Rolando Fransiscus Sihombing - detikNews
Senin, 06 Sep 2021 14:16 WIB
Rapat Komisi II DPR dan KPU, Senin (6/9/2021).
Foto: Rapat Komisi II DPR dan KPU, Senin (6/9/2021). (Rolando/detikcom)
Jakarta -

Komisi II DPR RI melakukan rapat bersama Kemendagri, KPU dan Bawaslu berkaitan dengan pengambilan keputusan soal penyelenggaraan pemilihan umum (Pemilu) serentak tahun 2024. Namun pengambilan keputusan tidak dapat dilaksanakan lantaran Menteri Dalam Negeri Tito Karnavian tidak hadir dalam rapat.

Rapat bersama itu dipimpin langsung oleh Ketua Komisi II DPR RI, Ahmad Doli, Senin (6/9/2021). Rapat dihadiri langsung oleh Ketua KPU Ilham Saputra, Ketua Bawaslu Abhan, dan perwakilan Kemendagri.

Doli menjelaskan agenda rapat pada hari ini sedianya membahas berkaitan dengan kesiapan menghadapi pemilu serentak 2024. Dia menyebut pengambilan keputusan saat rapat terpaksa ditunda lantaran tidak dihadiri oleh Mendagri Tito.

"Agenda kita ini sebetulnya tunggal hanya untuk membahas atau mendengarkan penyampaian tentang kesiapan kita di dalam menyambut pemilu serentak tahun 2024, pemilihan Gubernur Wakil Gubernur, bupati wakil bupati, wali kota wakil walikota serentak 2024," kata Doli.

"Jadi kita akan sepakati, bahwa hari ini karena Menteri Dalam Negeri tidak bisa hadir secara langsung maka kita akan bahas atau kita ambil keputusan nanti di tanggal 16 September.
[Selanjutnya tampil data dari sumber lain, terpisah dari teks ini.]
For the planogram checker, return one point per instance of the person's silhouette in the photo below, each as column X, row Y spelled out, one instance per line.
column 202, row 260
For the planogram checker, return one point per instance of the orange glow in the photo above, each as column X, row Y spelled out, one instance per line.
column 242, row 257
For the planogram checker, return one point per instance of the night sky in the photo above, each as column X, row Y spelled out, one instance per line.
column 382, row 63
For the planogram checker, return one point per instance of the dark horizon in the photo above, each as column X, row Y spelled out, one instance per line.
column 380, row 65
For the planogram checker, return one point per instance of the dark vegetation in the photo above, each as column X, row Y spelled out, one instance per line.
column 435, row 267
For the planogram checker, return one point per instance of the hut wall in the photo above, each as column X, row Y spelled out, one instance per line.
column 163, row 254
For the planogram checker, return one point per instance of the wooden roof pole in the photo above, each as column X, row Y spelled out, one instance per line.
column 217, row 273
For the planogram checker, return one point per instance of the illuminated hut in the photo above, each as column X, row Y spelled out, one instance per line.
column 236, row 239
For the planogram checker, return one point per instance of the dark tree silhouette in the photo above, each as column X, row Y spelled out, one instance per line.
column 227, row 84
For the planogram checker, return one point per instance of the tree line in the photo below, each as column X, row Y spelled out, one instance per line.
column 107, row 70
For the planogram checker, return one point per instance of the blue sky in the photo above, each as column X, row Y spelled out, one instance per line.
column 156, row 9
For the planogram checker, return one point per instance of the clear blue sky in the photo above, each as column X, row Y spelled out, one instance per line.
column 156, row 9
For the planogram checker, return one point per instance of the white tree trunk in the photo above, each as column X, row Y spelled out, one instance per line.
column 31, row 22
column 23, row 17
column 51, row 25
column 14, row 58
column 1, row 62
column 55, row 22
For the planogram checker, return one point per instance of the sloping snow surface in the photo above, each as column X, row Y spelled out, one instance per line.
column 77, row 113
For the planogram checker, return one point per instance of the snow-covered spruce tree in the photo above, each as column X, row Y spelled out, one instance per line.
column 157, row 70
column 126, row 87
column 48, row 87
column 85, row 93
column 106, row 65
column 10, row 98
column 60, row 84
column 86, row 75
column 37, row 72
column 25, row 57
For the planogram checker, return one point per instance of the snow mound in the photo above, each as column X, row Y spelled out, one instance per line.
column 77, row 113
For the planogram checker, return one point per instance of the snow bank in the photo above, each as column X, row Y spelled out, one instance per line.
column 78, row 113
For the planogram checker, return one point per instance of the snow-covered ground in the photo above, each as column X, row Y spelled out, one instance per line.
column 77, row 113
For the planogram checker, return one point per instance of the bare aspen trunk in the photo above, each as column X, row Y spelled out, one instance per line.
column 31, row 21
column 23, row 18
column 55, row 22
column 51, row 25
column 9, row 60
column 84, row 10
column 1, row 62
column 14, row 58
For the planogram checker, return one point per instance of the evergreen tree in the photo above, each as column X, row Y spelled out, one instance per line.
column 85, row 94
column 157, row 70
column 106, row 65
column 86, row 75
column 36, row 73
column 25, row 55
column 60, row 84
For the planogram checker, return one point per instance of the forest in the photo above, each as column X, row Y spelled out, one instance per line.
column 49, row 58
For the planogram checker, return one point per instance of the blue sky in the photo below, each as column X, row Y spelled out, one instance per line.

Nanti akan kita akan gelar rapat lagi," lanjutnya.

Doli lantas menjelaskan alasan Mendagri Tito Karnavian tidak dapat menghadiri rapat. Dia menyebut Tito tengah melaksanakan tugas dan arahan Presiden Jokowi di Papua.

"Memang ada tugas yang diperintahkan Pak Presiden untuk melakukan pengecekan persiapan PON 20 di Papua, dan juga sekaligus monitoring penanganan pandemi COVID-19, juga dalam hal menampung aspirasi dalam penyusunan peraturan pemerintah pasca sebagai tindak lanjut UU Otsus Papua, maka Pak Mendagri saat ini tengah berada di tanah Papua dalam rangka menjalankan tugas dan arahan dari Presiden, itu ada surat resminya Pak Menteri sudah sampaikan kepada kami," jelasnya.

Bagaimanapun, rapat bersama itu tetap berlangsung. Pembahasan juga tetap seputar Pemilu serentak 2024.